Wachsende Logistikkosten, Warenengpässe, Lieferverzögerungen, höhere Sicherheitsbestände: Der Klimawandel wird künftig zu mehr Lieferkettenstörungen und negativen Auswirkungen auf die Wirtschaft führen als bisher. Das prognostizieren anlässlich der aktuellen Durchfahrtbeschränkungen für Schiffe im Panamakanal die SCM-Experten des Bochumer Softwarehauses Setlog.
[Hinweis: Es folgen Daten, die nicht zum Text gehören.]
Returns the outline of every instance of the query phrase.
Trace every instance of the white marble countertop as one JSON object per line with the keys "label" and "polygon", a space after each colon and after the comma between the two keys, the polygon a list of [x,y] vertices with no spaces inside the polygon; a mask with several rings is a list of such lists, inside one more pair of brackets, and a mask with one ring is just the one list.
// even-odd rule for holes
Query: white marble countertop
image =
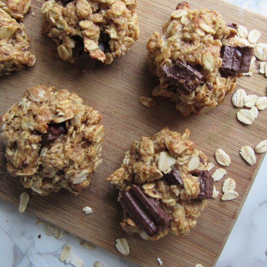
{"label": "white marble countertop", "polygon": [[[228,1],[267,16],[267,0]],[[216,267],[267,266],[266,173],[267,156]],[[135,266],[100,248],[88,250],[80,245],[79,240],[70,234],[64,236],[60,240],[49,236],[44,232],[43,224],[35,225],[35,219],[34,216],[27,213],[19,214],[17,207],[0,200],[0,267],[63,267],[64,264],[59,261],[58,257],[67,242],[70,245],[73,253],[83,260],[85,267],[93,266],[98,260],[105,263],[107,267]],[[38,238],[40,234],[41,238]]]}

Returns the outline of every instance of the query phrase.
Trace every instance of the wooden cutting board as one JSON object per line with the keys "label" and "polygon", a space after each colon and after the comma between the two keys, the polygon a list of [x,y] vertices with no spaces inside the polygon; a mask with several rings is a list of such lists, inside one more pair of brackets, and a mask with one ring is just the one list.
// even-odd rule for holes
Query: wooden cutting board
{"label": "wooden cutting board", "polygon": [[[262,36],[259,42],[267,43],[267,18],[222,1],[189,1],[192,8],[217,10],[227,22],[243,25],[249,30],[259,30]],[[154,31],[161,31],[162,24],[175,9],[177,1],[139,0],[140,36],[130,52],[111,66],[98,64],[94,69],[83,74],[68,62],[50,55],[53,43],[43,36],[41,31],[40,8],[44,1],[32,2],[32,11],[26,15],[25,23],[36,63],[33,67],[0,78],[0,113],[7,111],[27,88],[38,84],[55,85],[76,92],[86,104],[99,110],[106,132],[103,162],[89,187],[77,197],[67,190],[46,197],[32,196],[27,211],[120,256],[115,247],[115,239],[126,237],[131,251],[127,258],[142,266],[157,266],[158,257],[162,259],[164,266],[193,267],[197,263],[206,267],[214,266],[264,156],[257,155],[257,164],[250,167],[241,158],[239,150],[246,145],[254,147],[266,139],[267,109],[259,112],[253,124],[244,125],[236,120],[238,109],[231,104],[232,94],[218,108],[203,115],[187,117],[182,117],[175,110],[174,104],[167,100],[158,99],[156,106],[149,109],[139,103],[140,97],[150,96],[157,83],[147,67],[146,38]],[[267,81],[262,74],[255,74],[252,77],[239,79],[237,88],[245,89],[248,94],[263,96],[266,95]],[[215,164],[215,151],[223,149],[232,160],[231,165],[226,168],[226,177],[236,182],[239,197],[232,201],[220,200],[223,181],[217,182],[215,185],[221,191],[220,197],[209,200],[208,207],[202,213],[189,235],[181,239],[166,237],[155,242],[146,241],[139,235],[127,236],[122,231],[119,225],[122,210],[116,201],[117,191],[105,179],[119,167],[134,140],[152,135],[164,126],[180,133],[188,128],[190,139]],[[19,179],[11,177],[6,171],[2,144],[0,145],[0,197],[18,205],[19,195],[24,190]],[[216,168],[218,167],[216,164]],[[89,216],[81,212],[87,205],[93,211]]]}

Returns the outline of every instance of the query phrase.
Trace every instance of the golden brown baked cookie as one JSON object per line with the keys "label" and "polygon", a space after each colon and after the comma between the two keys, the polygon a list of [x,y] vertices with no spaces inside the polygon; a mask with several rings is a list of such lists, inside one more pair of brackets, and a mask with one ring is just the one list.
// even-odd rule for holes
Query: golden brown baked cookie
{"label": "golden brown baked cookie", "polygon": [[[33,66],[35,62],[34,55],[30,50],[30,38],[24,25],[10,16],[23,18],[24,11],[26,13],[29,8],[28,5],[29,5],[30,1],[20,0],[17,6],[15,2],[17,1],[0,1],[0,77],[9,75],[13,70],[19,70],[25,66]],[[6,5],[3,5],[5,3]],[[20,9],[21,7],[23,12]]]}
{"label": "golden brown baked cookie", "polygon": [[0,8],[14,18],[21,21],[28,12],[30,5],[31,0],[0,0]]}
{"label": "golden brown baked cookie", "polygon": [[7,168],[25,188],[46,195],[88,185],[101,164],[104,127],[98,111],[75,93],[37,85],[0,118]]}
{"label": "golden brown baked cookie", "polygon": [[253,53],[252,48],[234,38],[233,27],[216,11],[190,10],[186,2],[179,4],[163,33],[154,33],[147,42],[149,69],[159,80],[152,95],[170,99],[184,116],[204,113],[221,103],[235,87],[235,74],[246,72],[232,68],[233,62],[223,71],[223,48],[238,47],[241,53],[248,50],[249,67]]}
{"label": "golden brown baked cookie", "polygon": [[147,240],[189,233],[212,197],[207,158],[183,134],[166,128],[134,141],[121,167],[107,180],[119,189],[120,222],[128,234]]}
{"label": "golden brown baked cookie", "polygon": [[136,0],[50,0],[42,8],[43,31],[64,60],[110,64],[138,38],[136,6]]}

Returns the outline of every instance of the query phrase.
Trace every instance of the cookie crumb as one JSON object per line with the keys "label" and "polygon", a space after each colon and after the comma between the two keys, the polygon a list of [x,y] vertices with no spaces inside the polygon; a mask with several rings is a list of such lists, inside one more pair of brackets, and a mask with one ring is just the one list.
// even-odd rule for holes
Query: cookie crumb
{"label": "cookie crumb", "polygon": [[147,97],[141,97],[139,101],[143,105],[148,108],[154,107],[156,104],[156,100],[154,99]]}
{"label": "cookie crumb", "polygon": [[86,215],[93,213],[92,208],[90,207],[88,207],[88,206],[87,207],[84,207],[82,210],[83,212],[84,212]]}
{"label": "cookie crumb", "polygon": [[160,258],[158,258],[157,259],[157,261],[158,261],[160,266],[161,266],[162,265],[162,261],[161,260],[161,259]]}

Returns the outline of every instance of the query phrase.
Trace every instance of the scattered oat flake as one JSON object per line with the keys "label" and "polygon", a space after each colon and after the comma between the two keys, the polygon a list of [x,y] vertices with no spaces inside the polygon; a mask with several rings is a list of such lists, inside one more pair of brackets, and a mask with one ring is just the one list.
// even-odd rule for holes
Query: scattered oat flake
{"label": "scattered oat flake", "polygon": [[256,163],[256,156],[254,150],[248,146],[244,146],[240,149],[239,152],[242,158],[250,165],[254,165]]}
{"label": "scattered oat flake", "polygon": [[88,207],[88,206],[87,207],[84,207],[83,208],[83,212],[84,212],[85,214],[91,214],[91,213],[93,213],[93,211],[92,211],[92,209]]}
{"label": "scattered oat flake", "polygon": [[127,240],[123,237],[117,238],[116,239],[116,245],[115,245],[118,251],[125,256],[130,253],[130,249]]}
{"label": "scattered oat flake", "polygon": [[257,30],[252,30],[250,31],[248,34],[248,40],[250,44],[256,43],[261,37],[261,32]]}
{"label": "scattered oat flake", "polygon": [[247,96],[246,92],[242,89],[238,89],[233,95],[232,102],[237,108],[242,108],[245,105],[244,102],[245,98]]}
{"label": "scattered oat flake", "polygon": [[147,97],[141,97],[139,101],[142,105],[148,108],[154,107],[156,104],[156,100],[154,99]]}
{"label": "scattered oat flake", "polygon": [[227,173],[227,171],[222,168],[217,169],[212,174],[212,178],[214,179],[214,182],[217,182],[221,180],[225,174]]}
{"label": "scattered oat flake", "polygon": [[97,248],[96,246],[95,246],[88,242],[86,242],[85,240],[81,240],[80,241],[80,244],[81,246],[83,246],[84,248],[85,248],[85,249],[87,249],[89,250],[94,250]]}
{"label": "scattered oat flake", "polygon": [[69,255],[65,259],[65,262],[66,263],[71,264],[74,267],[83,267],[84,265],[83,262],[81,259],[72,254]]}
{"label": "scattered oat flake", "polygon": [[240,38],[247,38],[249,34],[247,28],[242,25],[239,25],[237,28],[237,33]]}
{"label": "scattered oat flake", "polygon": [[210,162],[207,166],[207,170],[209,171],[214,167],[214,164],[212,162]]}
{"label": "scattered oat flake", "polygon": [[261,62],[260,63],[260,69],[259,72],[262,74],[265,73],[265,66],[266,65],[266,62]]}
{"label": "scattered oat flake", "polygon": [[224,180],[222,185],[222,192],[226,193],[228,191],[234,191],[235,188],[235,182],[232,178],[227,178]]}
{"label": "scattered oat flake", "polygon": [[257,153],[264,153],[267,151],[267,140],[262,141],[255,147],[254,150]]}
{"label": "scattered oat flake", "polygon": [[106,265],[102,262],[98,261],[94,263],[94,267],[105,267]]}
{"label": "scattered oat flake", "polygon": [[252,108],[250,108],[250,112],[253,116],[253,117],[254,118],[254,119],[256,119],[258,117],[258,114],[259,114],[258,109],[255,106],[254,107],[252,107]]}
{"label": "scattered oat flake", "polygon": [[70,247],[67,244],[65,244],[62,249],[62,251],[60,253],[60,255],[59,256],[59,259],[60,261],[62,262],[65,261],[67,257],[70,255],[71,251],[71,249],[70,248]]}
{"label": "scattered oat flake", "polygon": [[267,44],[257,44],[254,48],[254,55],[262,61],[267,60]]}
{"label": "scattered oat flake", "polygon": [[217,162],[223,166],[229,166],[231,163],[229,156],[221,149],[217,149],[215,152],[215,158]]}
{"label": "scattered oat flake", "polygon": [[157,261],[158,261],[158,262],[159,263],[159,264],[160,266],[162,265],[162,261],[161,260],[161,259],[160,258],[158,258],[157,259]]}
{"label": "scattered oat flake", "polygon": [[235,191],[228,191],[221,196],[221,200],[226,201],[234,200],[238,197],[238,193]]}
{"label": "scattered oat flake", "polygon": [[247,109],[240,109],[236,113],[237,119],[244,124],[252,124],[252,123],[255,120],[254,116],[250,110]]}
{"label": "scattered oat flake", "polygon": [[263,110],[267,107],[267,97],[258,98],[255,104],[259,110]]}
{"label": "scattered oat flake", "polygon": [[55,232],[55,226],[48,222],[45,222],[44,230],[48,235],[52,235]]}
{"label": "scattered oat flake", "polygon": [[219,195],[219,191],[216,190],[216,187],[213,186],[213,191],[212,191],[212,198],[217,199]]}
{"label": "scattered oat flake", "polygon": [[29,201],[30,200],[30,196],[28,193],[23,192],[19,197],[19,206],[18,206],[18,211],[22,213],[25,211]]}
{"label": "scattered oat flake", "polygon": [[255,103],[258,99],[258,97],[255,95],[246,96],[244,100],[245,106],[247,108],[252,108],[255,106]]}

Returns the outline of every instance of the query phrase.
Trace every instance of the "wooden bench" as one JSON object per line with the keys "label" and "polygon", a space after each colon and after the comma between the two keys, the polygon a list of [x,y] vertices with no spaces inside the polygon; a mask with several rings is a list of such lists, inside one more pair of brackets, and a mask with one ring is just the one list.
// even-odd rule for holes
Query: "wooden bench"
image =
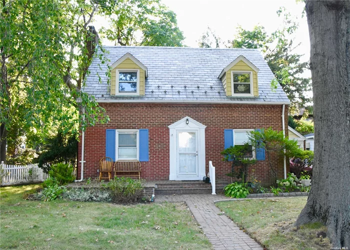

Ihr Tipp an Politik und Unternehmen: Auch wenn die Situation in Mittelamerika aktuell keine spürbaren Auswirkungen auf die deutsche Wirtschaft hat, sollten Vorkehrungen für die Zukunft getroffen werden– beispielsweise für den Rohstoff- und Warentransport auf Wasserstraßen bei Niedrigwasser.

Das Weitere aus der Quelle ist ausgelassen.